Bowie County lies in extreme northeastern Texas between the Red River and Sulphur River. The County was named for James Bowie, Alamo hero, knife-fighter, rancher and adventurer. Its 873 square miles contain sands, silt, clay, rich bottom lands and abundant forests of shore leaf pine, cedar and white oak. Agriculture is good in this area, supplemented by beef, dairy, and poultry raising.
Ben Milam established a store in Long Prairie on the Red River in 1819. This was actually in Arkansas. Milam moved to Texas when he discovered his mistake. Bowie County was originally part of Red River County and was constituted so in 1840. In 1846, Titus and Cass Counties were detached from Bowie County.
Boston was named for an early storekeeper in the settlement, W.J. Boston. The coming of the railroads led to the location of two more Bostons. A depot was built about four miles north of Boston and was named New Boston. The first Boston then became Old Boston.
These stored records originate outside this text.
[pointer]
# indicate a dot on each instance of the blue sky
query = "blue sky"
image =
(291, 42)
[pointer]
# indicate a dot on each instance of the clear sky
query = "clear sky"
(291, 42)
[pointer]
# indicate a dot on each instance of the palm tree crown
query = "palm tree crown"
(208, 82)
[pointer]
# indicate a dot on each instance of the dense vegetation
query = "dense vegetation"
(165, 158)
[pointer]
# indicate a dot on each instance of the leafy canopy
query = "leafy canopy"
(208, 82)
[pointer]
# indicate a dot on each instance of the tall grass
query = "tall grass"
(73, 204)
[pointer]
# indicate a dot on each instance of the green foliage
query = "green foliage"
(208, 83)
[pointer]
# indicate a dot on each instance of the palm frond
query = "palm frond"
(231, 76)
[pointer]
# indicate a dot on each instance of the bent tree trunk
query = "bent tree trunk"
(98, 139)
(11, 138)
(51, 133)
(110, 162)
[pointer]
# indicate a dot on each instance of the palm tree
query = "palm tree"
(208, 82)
The courthouse was moved to Texarkana in the early 1880's but a later election carried to move the courthouse back to the geographic center of the county. This location was between the Bostons. The Post Office Department named this location Boston, so Bowie County has claim to three Bostons; New Boston, Boston. and Old Boston.
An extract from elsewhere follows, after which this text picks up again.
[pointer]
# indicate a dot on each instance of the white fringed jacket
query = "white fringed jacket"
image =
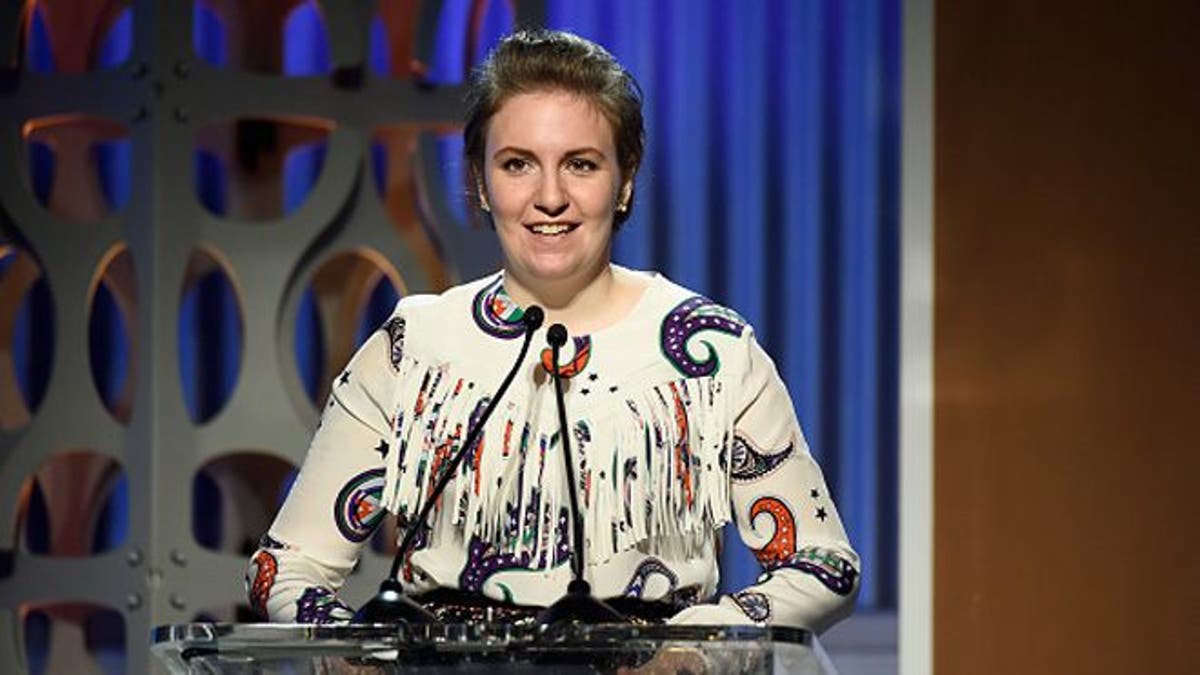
(679, 424)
In 1852, the El Paso and Pacific Railroad moved in, but the Civil War delayed construction. Twenty-three miles were completed by 1870. The Texas and Pacific Railroad was in operation by 1875 and took over the existing line. Kansas City Southern and the Cotton Belt are other railroads now serving Bowie County.
Looking to the future, New Boston is a small town enjoying the environment of a close knit family, definitely growing and offering much to our youth.